Mark was one of the funniest people I've ever met, and with my gang of comedians, that is saying something. His wit was razor sharp, but he had a true gift for physical comedy: His robot impersonations were legendary: Every move made with a servo or pneumatic sound, with mechanical gestures to match. His "old prospector" persona could appear at any time, with him whistling his esses through his teeth... (actually sounding maybe more like the gopher in Winnie the Pooh...)

Walking toward him in a hall was always an adventure: If he didn't run right into you, he'd take a sudden detour down a row of cubes, and come back up behind you... or duck under a desk to hide... he was unafraid to pull any gag in the office, unafraid of what it might make people think.

I used to speak German with him... with full, rich accents... which would devolve into us speaking English with German accents, at full volume, right in the middle of the cube farm.

I met him 12 years ago at an insurance company; I was a contractor, he was an employee. A manager casually mentioned to me that "this guy Mark really likes music, like you. You should go say hi". So I dropped by, and we hit it off immediately: the awesome production skills of Trevor Horn was our first conversation.

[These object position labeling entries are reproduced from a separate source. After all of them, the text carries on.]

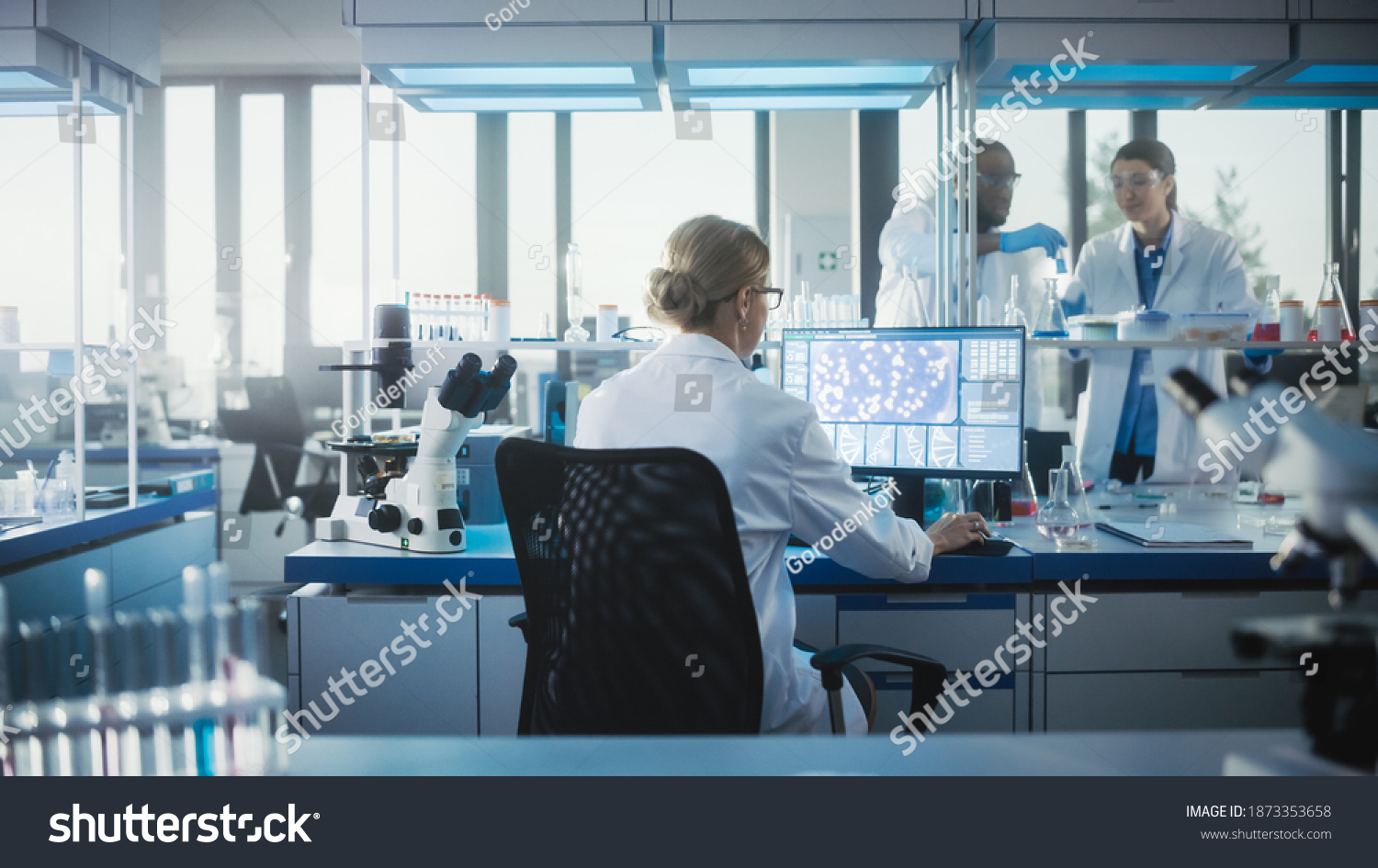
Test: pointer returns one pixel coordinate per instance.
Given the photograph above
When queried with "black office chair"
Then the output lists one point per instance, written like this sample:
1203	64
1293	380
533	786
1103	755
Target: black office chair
273	424
638	609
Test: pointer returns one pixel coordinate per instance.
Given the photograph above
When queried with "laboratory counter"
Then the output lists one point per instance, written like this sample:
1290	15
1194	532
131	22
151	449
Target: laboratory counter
1033	565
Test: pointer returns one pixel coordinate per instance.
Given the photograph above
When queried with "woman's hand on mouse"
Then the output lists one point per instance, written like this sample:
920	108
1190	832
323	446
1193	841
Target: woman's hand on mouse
956	529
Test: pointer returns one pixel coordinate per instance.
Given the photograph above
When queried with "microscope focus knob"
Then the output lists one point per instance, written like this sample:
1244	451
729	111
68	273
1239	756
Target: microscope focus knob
385	518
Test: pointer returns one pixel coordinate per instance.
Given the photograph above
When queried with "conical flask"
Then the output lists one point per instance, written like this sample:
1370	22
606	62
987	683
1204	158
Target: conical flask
1075	490
1331	320
1022	498
1057	520
909	289
1050	321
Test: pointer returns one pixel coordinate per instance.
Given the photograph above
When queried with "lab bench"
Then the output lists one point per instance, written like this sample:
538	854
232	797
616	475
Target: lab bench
1151	653
142	548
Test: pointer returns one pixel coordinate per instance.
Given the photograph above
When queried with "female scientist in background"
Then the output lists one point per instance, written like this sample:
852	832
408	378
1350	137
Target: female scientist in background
782	471
1126	427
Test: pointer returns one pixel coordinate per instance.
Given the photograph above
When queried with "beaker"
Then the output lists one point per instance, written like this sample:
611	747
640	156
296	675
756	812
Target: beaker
1052	321
1057	520
575	295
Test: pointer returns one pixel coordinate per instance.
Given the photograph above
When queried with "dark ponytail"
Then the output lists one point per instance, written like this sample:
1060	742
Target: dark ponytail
1157	154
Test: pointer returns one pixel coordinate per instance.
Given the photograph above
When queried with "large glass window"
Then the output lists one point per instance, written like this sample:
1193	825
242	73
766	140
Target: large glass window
192	258
634	182
531	220
264	269
438	247
1261	178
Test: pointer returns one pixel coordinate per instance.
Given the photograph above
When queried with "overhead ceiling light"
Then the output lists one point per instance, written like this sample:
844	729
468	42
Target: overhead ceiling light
480	76
30	107
768	102
1309	101
16	80
1336	73
532	104
1141	72
810	76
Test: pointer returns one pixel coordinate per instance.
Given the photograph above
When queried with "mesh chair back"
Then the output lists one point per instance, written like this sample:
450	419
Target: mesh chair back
639	616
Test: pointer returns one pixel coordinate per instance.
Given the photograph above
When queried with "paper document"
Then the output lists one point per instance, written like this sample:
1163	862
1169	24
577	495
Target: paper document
1173	535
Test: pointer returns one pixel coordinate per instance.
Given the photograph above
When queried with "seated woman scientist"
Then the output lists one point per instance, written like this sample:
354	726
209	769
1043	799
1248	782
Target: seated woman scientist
782	471
1160	261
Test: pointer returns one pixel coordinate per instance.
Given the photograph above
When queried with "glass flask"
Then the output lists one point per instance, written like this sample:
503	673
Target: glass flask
1057	520
1052	321
909	289
1331	320
1075	490
1013	314
575	295
1022	498
1270	321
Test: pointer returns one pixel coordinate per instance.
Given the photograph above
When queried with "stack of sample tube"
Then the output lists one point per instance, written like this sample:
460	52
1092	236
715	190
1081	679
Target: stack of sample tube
146	693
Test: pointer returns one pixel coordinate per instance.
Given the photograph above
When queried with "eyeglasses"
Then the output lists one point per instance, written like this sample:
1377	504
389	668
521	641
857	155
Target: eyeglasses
774	297
1005	179
639	333
1138	181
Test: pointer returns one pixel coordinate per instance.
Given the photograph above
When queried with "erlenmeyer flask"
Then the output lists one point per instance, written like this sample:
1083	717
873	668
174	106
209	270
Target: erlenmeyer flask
1022	498
1013	313
909	289
1050	321
575	294
1075	490
1057	520
1331	320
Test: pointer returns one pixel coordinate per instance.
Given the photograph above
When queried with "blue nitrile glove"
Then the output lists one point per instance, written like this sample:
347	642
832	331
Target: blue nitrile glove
1259	360
1038	234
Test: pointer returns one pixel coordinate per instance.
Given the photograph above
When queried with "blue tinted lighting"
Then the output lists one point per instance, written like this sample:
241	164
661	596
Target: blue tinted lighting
1069	99
1337	73
807	76
14	80
532	104
1137	72
1309	101
766	102
46	109
480	76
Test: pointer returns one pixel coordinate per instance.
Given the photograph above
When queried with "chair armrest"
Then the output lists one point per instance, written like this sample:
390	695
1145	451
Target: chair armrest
929	674
520	623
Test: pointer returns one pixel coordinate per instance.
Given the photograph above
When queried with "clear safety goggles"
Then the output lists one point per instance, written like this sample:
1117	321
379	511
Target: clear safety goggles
1135	181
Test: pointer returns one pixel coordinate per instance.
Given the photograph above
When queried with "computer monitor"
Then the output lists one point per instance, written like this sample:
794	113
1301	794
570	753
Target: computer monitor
918	401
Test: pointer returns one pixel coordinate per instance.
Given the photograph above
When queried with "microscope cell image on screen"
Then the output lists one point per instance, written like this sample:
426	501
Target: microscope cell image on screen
885	382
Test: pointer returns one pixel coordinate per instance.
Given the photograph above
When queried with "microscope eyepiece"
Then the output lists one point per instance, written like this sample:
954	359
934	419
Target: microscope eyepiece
1191	393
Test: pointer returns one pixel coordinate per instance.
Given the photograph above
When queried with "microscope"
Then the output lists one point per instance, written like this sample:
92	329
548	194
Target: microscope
411	501
1336	468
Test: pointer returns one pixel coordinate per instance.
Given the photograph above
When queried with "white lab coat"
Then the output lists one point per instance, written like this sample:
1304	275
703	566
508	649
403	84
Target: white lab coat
909	239
1202	273
783	476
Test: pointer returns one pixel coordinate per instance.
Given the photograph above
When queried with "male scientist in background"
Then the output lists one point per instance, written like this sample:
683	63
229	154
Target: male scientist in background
909	240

We were work pals for a while, but worked on very different projects, and then he went off to something new. A few months later, he called me up with a fascinating new opportunity: He was part of a team moving a Prescription Benefits company from Detroit to the Twin Cities, and they needed to build a team FAST: Did I want to help?

So I joined him, and we worked very closely, at which point he invited me over for a party... so Pamela and I showed up. One week early! But he invited us in, and we had a great time for hours... maybe more fun than the "real party"... at least I remember our pre-party more. We carpooled for a year, and grew very close. He notoriously mixed me the "killer" eighth martini at my 30th birthday bash. I of course blamed it on him making it with Gin... not the obvious issue of it being the EIGHTH.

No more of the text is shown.